We looked at the best league average seasons and the most valuable average seasons. But on the other end, who owns the worst ‘average’ seasons and the least valuable average seasons? Look no further than Art Whitney in 1886.

Whitney batted for a .239/.315/.286 line, leading to a sub-.600 OPS, standing at .595, and wOBA of .294. They’re really not far off from Kevin Newman in 2020-2021, who hit .226/.268/.302, had a .570 OPS, and .250 wOBA. The only difference? Newman had a 54 wRC+, and Whitney had a 99 wRC+. The reason is the league average batter in 1886 had a .634 OPS and .303 wOBA. The league average batter over 100 years later in 2020-2021 had an OPS above .730 and wOBA above .315.

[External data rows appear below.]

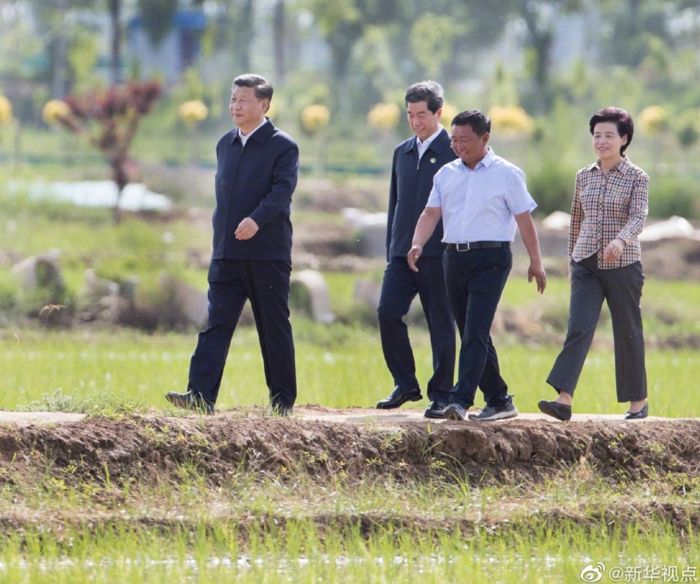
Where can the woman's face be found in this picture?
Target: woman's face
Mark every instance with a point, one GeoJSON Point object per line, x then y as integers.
{"type": "Point", "coordinates": [607, 140]}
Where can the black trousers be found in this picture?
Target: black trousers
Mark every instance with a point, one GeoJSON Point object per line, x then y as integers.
{"type": "Point", "coordinates": [399, 288]}
{"type": "Point", "coordinates": [622, 289]}
{"type": "Point", "coordinates": [475, 281]}
{"type": "Point", "coordinates": [266, 284]}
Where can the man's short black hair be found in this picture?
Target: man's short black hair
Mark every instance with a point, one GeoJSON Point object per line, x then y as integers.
{"type": "Point", "coordinates": [619, 117]}
{"type": "Point", "coordinates": [478, 120]}
{"type": "Point", "coordinates": [263, 88]}
{"type": "Point", "coordinates": [428, 91]}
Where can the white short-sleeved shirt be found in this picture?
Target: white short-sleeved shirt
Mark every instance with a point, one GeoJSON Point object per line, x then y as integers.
{"type": "Point", "coordinates": [480, 204]}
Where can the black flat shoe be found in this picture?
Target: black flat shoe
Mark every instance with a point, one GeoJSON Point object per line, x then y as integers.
{"type": "Point", "coordinates": [555, 409]}
{"type": "Point", "coordinates": [191, 401]}
{"type": "Point", "coordinates": [640, 415]}
{"type": "Point", "coordinates": [397, 398]}
{"type": "Point", "coordinates": [435, 410]}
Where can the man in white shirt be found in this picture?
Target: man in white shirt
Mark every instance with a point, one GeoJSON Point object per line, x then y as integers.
{"type": "Point", "coordinates": [481, 199]}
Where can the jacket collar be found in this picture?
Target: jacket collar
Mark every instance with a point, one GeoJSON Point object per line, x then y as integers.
{"type": "Point", "coordinates": [260, 135]}
{"type": "Point", "coordinates": [442, 141]}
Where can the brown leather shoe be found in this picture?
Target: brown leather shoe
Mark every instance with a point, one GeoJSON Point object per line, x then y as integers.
{"type": "Point", "coordinates": [397, 398]}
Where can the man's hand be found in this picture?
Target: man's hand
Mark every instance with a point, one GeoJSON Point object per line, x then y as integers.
{"type": "Point", "coordinates": [246, 229]}
{"type": "Point", "coordinates": [536, 271]}
{"type": "Point", "coordinates": [413, 255]}
{"type": "Point", "coordinates": [613, 250]}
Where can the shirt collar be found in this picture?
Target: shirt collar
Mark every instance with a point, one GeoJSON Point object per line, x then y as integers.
{"type": "Point", "coordinates": [429, 140]}
{"type": "Point", "coordinates": [624, 166]}
{"type": "Point", "coordinates": [237, 131]}
{"type": "Point", "coordinates": [486, 161]}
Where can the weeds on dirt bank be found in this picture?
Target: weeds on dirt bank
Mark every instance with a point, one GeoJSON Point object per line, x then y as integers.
{"type": "Point", "coordinates": [144, 499]}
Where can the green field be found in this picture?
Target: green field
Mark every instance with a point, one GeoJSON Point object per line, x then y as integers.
{"type": "Point", "coordinates": [138, 369]}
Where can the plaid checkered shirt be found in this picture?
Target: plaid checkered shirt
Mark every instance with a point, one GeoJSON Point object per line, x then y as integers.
{"type": "Point", "coordinates": [608, 206]}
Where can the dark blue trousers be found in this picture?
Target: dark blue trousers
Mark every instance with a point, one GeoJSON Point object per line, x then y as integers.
{"type": "Point", "coordinates": [475, 281]}
{"type": "Point", "coordinates": [622, 289]}
{"type": "Point", "coordinates": [400, 287]}
{"type": "Point", "coordinates": [266, 284]}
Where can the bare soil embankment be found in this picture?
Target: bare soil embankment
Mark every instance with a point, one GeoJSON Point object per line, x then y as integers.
{"type": "Point", "coordinates": [116, 458]}
{"type": "Point", "coordinates": [148, 447]}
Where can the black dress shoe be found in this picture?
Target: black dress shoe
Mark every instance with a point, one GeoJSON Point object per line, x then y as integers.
{"type": "Point", "coordinates": [397, 398]}
{"type": "Point", "coordinates": [455, 412]}
{"type": "Point", "coordinates": [640, 415]}
{"type": "Point", "coordinates": [555, 409]}
{"type": "Point", "coordinates": [191, 401]}
{"type": "Point", "coordinates": [435, 410]}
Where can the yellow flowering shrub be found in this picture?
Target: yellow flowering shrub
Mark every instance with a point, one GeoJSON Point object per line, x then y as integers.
{"type": "Point", "coordinates": [193, 112]}
{"type": "Point", "coordinates": [54, 110]}
{"type": "Point", "coordinates": [5, 110]}
{"type": "Point", "coordinates": [510, 120]}
{"type": "Point", "coordinates": [315, 117]}
{"type": "Point", "coordinates": [653, 119]}
{"type": "Point", "coordinates": [384, 116]}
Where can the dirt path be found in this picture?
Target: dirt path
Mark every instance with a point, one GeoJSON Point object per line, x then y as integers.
{"type": "Point", "coordinates": [318, 413]}
{"type": "Point", "coordinates": [323, 441]}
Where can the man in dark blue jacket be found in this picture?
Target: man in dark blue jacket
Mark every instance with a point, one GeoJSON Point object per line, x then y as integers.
{"type": "Point", "coordinates": [415, 163]}
{"type": "Point", "coordinates": [256, 174]}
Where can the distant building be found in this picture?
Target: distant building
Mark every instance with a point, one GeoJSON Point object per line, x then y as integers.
{"type": "Point", "coordinates": [177, 51]}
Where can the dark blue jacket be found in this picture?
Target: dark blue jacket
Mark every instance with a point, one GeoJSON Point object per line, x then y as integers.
{"type": "Point", "coordinates": [255, 181]}
{"type": "Point", "coordinates": [411, 184]}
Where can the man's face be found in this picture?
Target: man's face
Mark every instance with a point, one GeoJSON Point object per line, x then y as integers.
{"type": "Point", "coordinates": [468, 146]}
{"type": "Point", "coordinates": [423, 122]}
{"type": "Point", "coordinates": [247, 111]}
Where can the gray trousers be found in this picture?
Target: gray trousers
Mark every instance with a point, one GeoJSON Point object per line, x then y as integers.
{"type": "Point", "coordinates": [622, 289]}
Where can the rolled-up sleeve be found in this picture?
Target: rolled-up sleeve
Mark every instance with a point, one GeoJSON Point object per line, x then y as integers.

The least valuable league average hitting season comes from Richie Hebner in 1975. Hebner posted a .246/.319/.392 line, which fell right in line with the league average .258/.327/.374 batting line. However, while Hebner posted solid numbers at the plate, his defense fell flat. He had -13 total zone runs at the hot corner, the second least among all qualified defenders at third base. His defense brought his fWAR down to just .5.

The worst hitting season among the 1.8-2.2 fWAR group is a close decision between one of the most underrated defenders of all time, Jack Wilson in 2005, and Pop Smith in 1888. Wilson batted just .257/.299/.363, leading to a .288 wOBA (the third-worst mark) and 71 wRC+ (the worst mark). However, he had a +1.9 fWAR because he put up unbelievable numbers as a defender at shortstop. Wilson racked up +32 defensive runs saved while having +8.0 range runs above average and a +13.1 UZR/150.

If you want an example of how Gold Gloves are totally just a popularity contest, look no further than Wilson’s season. Since DRS has been recorded, his 2005 season is the 5th highest total and third-most among shortstops. Plus, he has just one of 13 seasons with a UZR/150 over +15. Yet he lost out to the Gold Glove to Omar Vizquel, who had +1 DRS and +6.5 UZR.150.

Hitting-wise, Wilson was pretty bad. So what did Pop Smith do in 1888? Smith only hit .206/.248/.270, leading to a .248 wOBA. Smith has a worse average, on-base percentage, slugging percentage, and weighted on-base average compared to Wilson in ‘05. So why is it so close? Well, it’s because he has a wRC+ 11% better than Wilson, coming in at 82. Batters in ‘05 were hitting .264/.330/.419, while batters in the late 1800s were hitting just .239/.291/.320. Technically, Smith was worse than Wilson, but only because ‘88 was much less hitter-friendly than ‘05.

Regardless of the run environment, an 82 wRC+ is pretty bad. Smith ended up with a 1.9 fWAR because he was still a plus defender up the middle. Smith split his time at shortstop and second base, racking up +5 total zone runs. His very good defense up the middle helped prop up his overall value.